Synopses & Reviews
The beauty of the New England countryside, the joys of forming a new family, and the adventure of renovating a nineteenth-century barn come together in Joe Monninger's warm and evocative memoir of home and hearth. When the author and his black Labrador, and Wendy and her eight-year-old son, move into a 6,000-square-foot barn in New Hampshire, they fall in love with the building, not realizing how much work it will take to remodel--let alone heat--their new home. While building a fence, putting in a garden, renovating the house, and exploring the land, the author finds his family's new life rooted in the area's old traditions, learning the history of covered bridges and New England's witchy past. They discover the best way to trim the grass (sheep), the delight of moving a 14-foot Christmas tree into their living room, and the spooky fun of holding a seance for Halloween. With the charms of New England front and center, this endearing memoir captures the pleasures large and small of making a new place your own.
Review
It takes a village to raise a barn. And it takes a village to renovate one, too, as Joseph Monninger discovered when he and his companion, Wendy, and her rambunctious 8-year-old son fell in live with an enormous, empty barn in Warren, N.H., and decided it would suit them as a budget-conscious home.
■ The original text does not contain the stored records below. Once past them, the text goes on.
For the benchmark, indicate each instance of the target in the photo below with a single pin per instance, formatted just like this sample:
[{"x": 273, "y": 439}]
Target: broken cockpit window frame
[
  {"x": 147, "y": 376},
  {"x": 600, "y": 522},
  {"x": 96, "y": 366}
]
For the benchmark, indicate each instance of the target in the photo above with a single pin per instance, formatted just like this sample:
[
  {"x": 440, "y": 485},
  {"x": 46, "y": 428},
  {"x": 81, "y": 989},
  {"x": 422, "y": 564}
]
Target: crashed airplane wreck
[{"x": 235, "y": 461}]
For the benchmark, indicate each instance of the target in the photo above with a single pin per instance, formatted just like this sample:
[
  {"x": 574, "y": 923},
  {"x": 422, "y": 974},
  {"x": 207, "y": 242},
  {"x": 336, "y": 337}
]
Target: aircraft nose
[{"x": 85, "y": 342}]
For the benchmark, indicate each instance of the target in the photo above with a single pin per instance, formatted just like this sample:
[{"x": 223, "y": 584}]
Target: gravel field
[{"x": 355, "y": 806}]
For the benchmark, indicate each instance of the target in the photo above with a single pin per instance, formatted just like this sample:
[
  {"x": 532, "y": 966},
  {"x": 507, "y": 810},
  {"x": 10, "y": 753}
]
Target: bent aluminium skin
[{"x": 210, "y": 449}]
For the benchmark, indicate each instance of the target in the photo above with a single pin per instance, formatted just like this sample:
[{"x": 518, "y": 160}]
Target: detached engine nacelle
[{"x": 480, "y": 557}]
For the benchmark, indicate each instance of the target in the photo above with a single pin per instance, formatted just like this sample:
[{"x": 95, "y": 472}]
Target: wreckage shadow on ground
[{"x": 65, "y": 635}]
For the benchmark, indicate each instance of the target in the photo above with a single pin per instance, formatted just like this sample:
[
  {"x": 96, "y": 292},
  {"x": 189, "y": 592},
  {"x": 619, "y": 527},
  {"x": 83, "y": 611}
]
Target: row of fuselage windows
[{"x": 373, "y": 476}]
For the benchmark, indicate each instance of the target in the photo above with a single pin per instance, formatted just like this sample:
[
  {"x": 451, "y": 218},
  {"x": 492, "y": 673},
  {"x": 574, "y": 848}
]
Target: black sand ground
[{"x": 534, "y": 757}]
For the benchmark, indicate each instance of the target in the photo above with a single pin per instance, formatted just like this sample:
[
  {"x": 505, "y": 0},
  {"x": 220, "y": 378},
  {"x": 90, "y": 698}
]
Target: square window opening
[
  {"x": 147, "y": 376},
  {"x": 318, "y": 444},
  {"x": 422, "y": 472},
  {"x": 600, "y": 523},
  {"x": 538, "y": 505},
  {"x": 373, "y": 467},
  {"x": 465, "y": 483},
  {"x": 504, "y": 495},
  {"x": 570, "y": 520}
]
These weren't naive urbanites seeking a rustic weekend hideaway. Monninger is a hardy, handy outdoorsman and Wendy an even hardier, handier country girl. Her Thanksgiving turkey may have come from the supermarket, but the kitchen she cooked it in she built herself. Neither was she much fazed when the glass of water on the bedside table froze during a particularly punishing cold snap.
What makes this account so appealing is the cast of local characters who pitched in to fend off disasters that would have sent less committed homeowners running as if from a resident ghost: rotten footings, a leaky roof big enough to cover a mini-mall, a dubious septic system. Unruffled townsfolk attacked these problems with Yankee ingenuity and thrift, and threw a spare wood stove into the bargain. Monninger never once doubts his sanity or his good fortune, either, in gaining the great pleasures of life--love, parenthood, community, home--all in one swoop. -Boston Globe
Synopsis
Published to glowing reviews in hardcover and now in a handsome paperback edition, Joseph Monninger's finely crafted memoir of moving with his family to a barn in rural New Hampshire is part dream come true, part unexpected adventure. "An utterly charming story, told with grace and insight" (Booklist starred review), A Barn in New England perfectly captures the beauty of the New England countryside, the tests of renovating a home, and the pleasures large and small of making a new place your own.
About the Author
Joseph Monninger is the author of the memoirs Home Waters and A Barn in New England (both by Chronicle Books) and seven books of fiction and nonfiction. He lives in New Hampshire.